Ultimately, Jones says, “you learn entrepreneurship by doing entrepreneurship. You have to not be afraid.”

Betsy and Bud Knapp agree on that. The advice they give students is simple and direct. “If you want to succeed, you can’t give up because you’re going to have a lot of ups and downs,” Betsy says. “You have to have a tremendous amount of commitment to the product or service you’re creating. These are the qualities that will enable you to move forward and grow your business.”

The deadline for students to register for the 2015 Knapp Venture Competition is March 3, 2015. UCLA Anderson alumni who would like to participate as judges in the semifinal round can contact the Price Center for Entrepreneurial Studies at 310.825.2985. The final presentations will be held on May 14, 2015.

Next year, UCLA Anderson will launch an accelerator designed to encourage entrepreneurship and foster on-campus collaboration, according to Elaine Hagan (’91), executive director of the Harold and Pauline Price Center for Entrepreneurial Studies.

The basement of the Rosenfeld Library will be transformed into a 10,000-square-foot incubator for nascent companies, with co-working space for as many as 45 people, a presentation area with audio/video capability, small- and medium-sized conference rooms, copy and printing facilities, a kitchen and wireless access.
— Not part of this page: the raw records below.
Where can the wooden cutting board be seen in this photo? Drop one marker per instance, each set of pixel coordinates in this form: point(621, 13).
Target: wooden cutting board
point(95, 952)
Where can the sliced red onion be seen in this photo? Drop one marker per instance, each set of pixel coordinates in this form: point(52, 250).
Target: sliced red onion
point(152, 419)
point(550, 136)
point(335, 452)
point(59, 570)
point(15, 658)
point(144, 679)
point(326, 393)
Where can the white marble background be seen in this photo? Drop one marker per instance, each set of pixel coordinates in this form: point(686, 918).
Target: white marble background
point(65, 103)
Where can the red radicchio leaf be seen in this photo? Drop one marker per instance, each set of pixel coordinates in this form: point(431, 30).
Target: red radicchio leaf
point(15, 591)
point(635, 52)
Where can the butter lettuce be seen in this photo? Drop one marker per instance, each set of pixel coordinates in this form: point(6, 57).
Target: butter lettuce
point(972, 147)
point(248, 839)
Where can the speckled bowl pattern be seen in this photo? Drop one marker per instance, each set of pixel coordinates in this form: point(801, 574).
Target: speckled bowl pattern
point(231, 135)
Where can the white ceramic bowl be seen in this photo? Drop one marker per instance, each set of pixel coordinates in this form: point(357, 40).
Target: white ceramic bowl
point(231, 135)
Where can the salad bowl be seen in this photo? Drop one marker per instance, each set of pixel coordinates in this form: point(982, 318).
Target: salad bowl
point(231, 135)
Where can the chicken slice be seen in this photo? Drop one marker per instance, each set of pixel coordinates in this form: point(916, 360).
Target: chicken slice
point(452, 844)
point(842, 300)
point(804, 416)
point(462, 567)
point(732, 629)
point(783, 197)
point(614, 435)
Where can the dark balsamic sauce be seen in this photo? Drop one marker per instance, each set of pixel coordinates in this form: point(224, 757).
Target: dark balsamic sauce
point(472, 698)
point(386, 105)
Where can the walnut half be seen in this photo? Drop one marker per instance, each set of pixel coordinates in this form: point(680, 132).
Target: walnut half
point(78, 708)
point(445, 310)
These entrepreneurs will also have access to UCLA Anderson’s research librarians.

 “With the growing interest in UCLA’s entrepreneurial ecosystem, we saw a significant need for on-campus space where UCLA start-ups could work and meet with advisors,” says Hagan. “As the usage patterns of our library have changed, our librarians have worked with us to design an active learning facility that utilizes the best of their capabilities, while physically demonstrating the importance of entrepreneurship and innovation to Anderson and to the campus.”

 The space will be open not only to Anderson MBA candidates, but also to undergraduates, graduate students from other schools on campus and faculty researchers. The facility will host guest speakers, topical seminars and “demo days” for resident companies. As one of the few universities in the country with world-class schools of business, law, engineering and medicine, along with a teaching and research hospital, all on the same campus, the accelerator will offer a central meeting place for UCLA’s disparate communities to pool resources and work in partnership.

“Many of society’s greatest challenges require interdisciplinary solutions,” says Hagan. “At UCLA, we have a history of collaboration across disciplines, and this space will enhance the nature of these interactions.”  UCLA Anderson is working with members of the entrepreneurial, venture and campus communities to identify best practices in the management of co-working spaces and to develop the accelerator’s governance policies. Design details are being finalized, and construction will begin early next year. The accelerator is scheduled to open in the summer of 2015.